Sight, in turn, is the naked Human Eye’s response to Light Waves, and we thus have the spectrum of named colours lying between infrared and ultraviolet. We term them primarily as Red, Yellow and Blue, and we appreciate the secondary colours they give rise to as green, orange and purple.
Ears, meanwhile, respond to Vibrations, and this has qualities such as pitch or loudness, or some specific quality in it we often call timbre. Out of these, we have manufactured language and music.
Airborne chemical stimuli affect the Human Nose. Breaking smell stimuli down is quite a difficult task. One good try lists these as: fragrant, woody/resinous, fruity (non-citrus), chemical, minty/peppermint, sweet, popcorn, lemon, pungent and decayed.
Twinning the ability to Smell is the ability to Taste. Tasting is done by the Tongue and its buds, and unlike Smell, some liquid is needed for taste to emanate; our saliva is the default liquid for that. Taste is often broken down into the following notions: Sweet, Salty, Sour, Bitter and Umami (savory).
When it comes to food and our ability to accept and enjoy it or to reject and discard it, humans actually rely on both Tongue and Nose to decide. Thus, airborne chemicals and dissolved chemicals come together to afford vital information for deciding whether some mouthful is good nourishment and offers enjoyment, or whether it is poison and should be avoided.
Then comes the subjective input. As similar beings, why is it that different humans—not to mention different societies—prefer starkly different dishes? But although taste preferences vary a lot, there are more or less tastes within communities that are common enough to identify them as a collective.
Obviously, there is such a thing as getting used to things. Once you or your community get familiarised to some taste, some colour, some smell, you build up not only a nostalgic bond to it, you also identify with it. Your group adopts it as an identity marker, and you build a discourse around it, to include some and to exclude others. Sustained stimuli inspire sciences and songs, and even prose and poetry to afford them a special cultural status. Once just a notion, they become denotations and carry integral meaning for a group.
Just as a deep bond between two persons builds on common experiences retold as common memory, communities rely on common cultural rituals and learned discourses to perpetuate their supposed uniqueness.
Our senses play a most central role in that very fundamental process of generating a sense of belonging and common purpose. Over time, a group picks certain colours and patterns to define it. In fact, one could wonder if a group can be said to exist at all before such decisions had evolved. They may favour the look of this dress or that pattern to weave togetherness with. Then, they may prefer certain sounds to define them too. From that appear favoured musical rhythms, popular songs and common language.

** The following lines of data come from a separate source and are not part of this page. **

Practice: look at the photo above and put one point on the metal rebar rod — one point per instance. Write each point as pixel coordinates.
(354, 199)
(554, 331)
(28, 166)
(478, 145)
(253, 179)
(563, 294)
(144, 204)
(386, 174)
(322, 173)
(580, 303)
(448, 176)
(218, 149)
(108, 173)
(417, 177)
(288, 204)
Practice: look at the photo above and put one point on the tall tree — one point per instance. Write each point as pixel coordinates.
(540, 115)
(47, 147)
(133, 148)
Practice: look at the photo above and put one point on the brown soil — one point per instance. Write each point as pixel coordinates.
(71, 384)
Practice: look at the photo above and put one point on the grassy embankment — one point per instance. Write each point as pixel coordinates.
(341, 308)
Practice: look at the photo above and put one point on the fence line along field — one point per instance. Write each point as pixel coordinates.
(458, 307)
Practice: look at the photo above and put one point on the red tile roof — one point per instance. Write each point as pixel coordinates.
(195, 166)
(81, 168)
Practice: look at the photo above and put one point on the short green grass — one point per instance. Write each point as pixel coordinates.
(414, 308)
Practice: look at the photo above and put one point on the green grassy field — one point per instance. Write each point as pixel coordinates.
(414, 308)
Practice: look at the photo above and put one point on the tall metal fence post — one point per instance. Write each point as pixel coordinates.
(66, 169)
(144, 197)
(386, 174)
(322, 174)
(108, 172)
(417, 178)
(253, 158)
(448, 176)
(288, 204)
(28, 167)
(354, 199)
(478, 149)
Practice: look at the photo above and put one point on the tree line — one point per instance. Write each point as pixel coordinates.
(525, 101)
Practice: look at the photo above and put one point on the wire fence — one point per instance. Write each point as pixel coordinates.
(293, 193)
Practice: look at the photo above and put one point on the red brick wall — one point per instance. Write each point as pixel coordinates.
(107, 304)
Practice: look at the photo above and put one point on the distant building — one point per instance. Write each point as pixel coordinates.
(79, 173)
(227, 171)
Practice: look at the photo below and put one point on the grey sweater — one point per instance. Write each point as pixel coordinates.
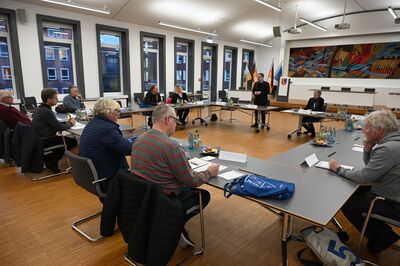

Where the sense of smell is concerned, I am sure the mating game is inspired by which odour, which stench, which fume is most attracting to the opposite sex.
But then, food and drink—or more specifically, the preparation, provision and consuming of food and drink—may be the elements that take the place of honour in generating a sense of common culture, common resolve and common humanity. Imbibing food and drink happens all day, as a rule, and therefore, these cannot but be the most prominent pillars of identity.
Food as identity marker is not something to be taken lightly. When you take away the food of my people, you take away my cultural identity. When I defend my culture, I defend what food I eat. This is more immediate a cultural experience than my flag or my music.
It is second only to language, to my need to use the language I am most familiar with. My mother tongue and my mother’s milk appear to be the most intimate connections we have to the world.
I would end with the caveat that we bite, eat and imbibe most gratifyingly not only with our smell and tastes, but with all senses simultaneously, along with whatever experiential biases we have picked up along the way. How would we otherwise explain that tastes are acquired and acquirable, and that food dishes also suffer fashion trends, and rise and fall in popularity?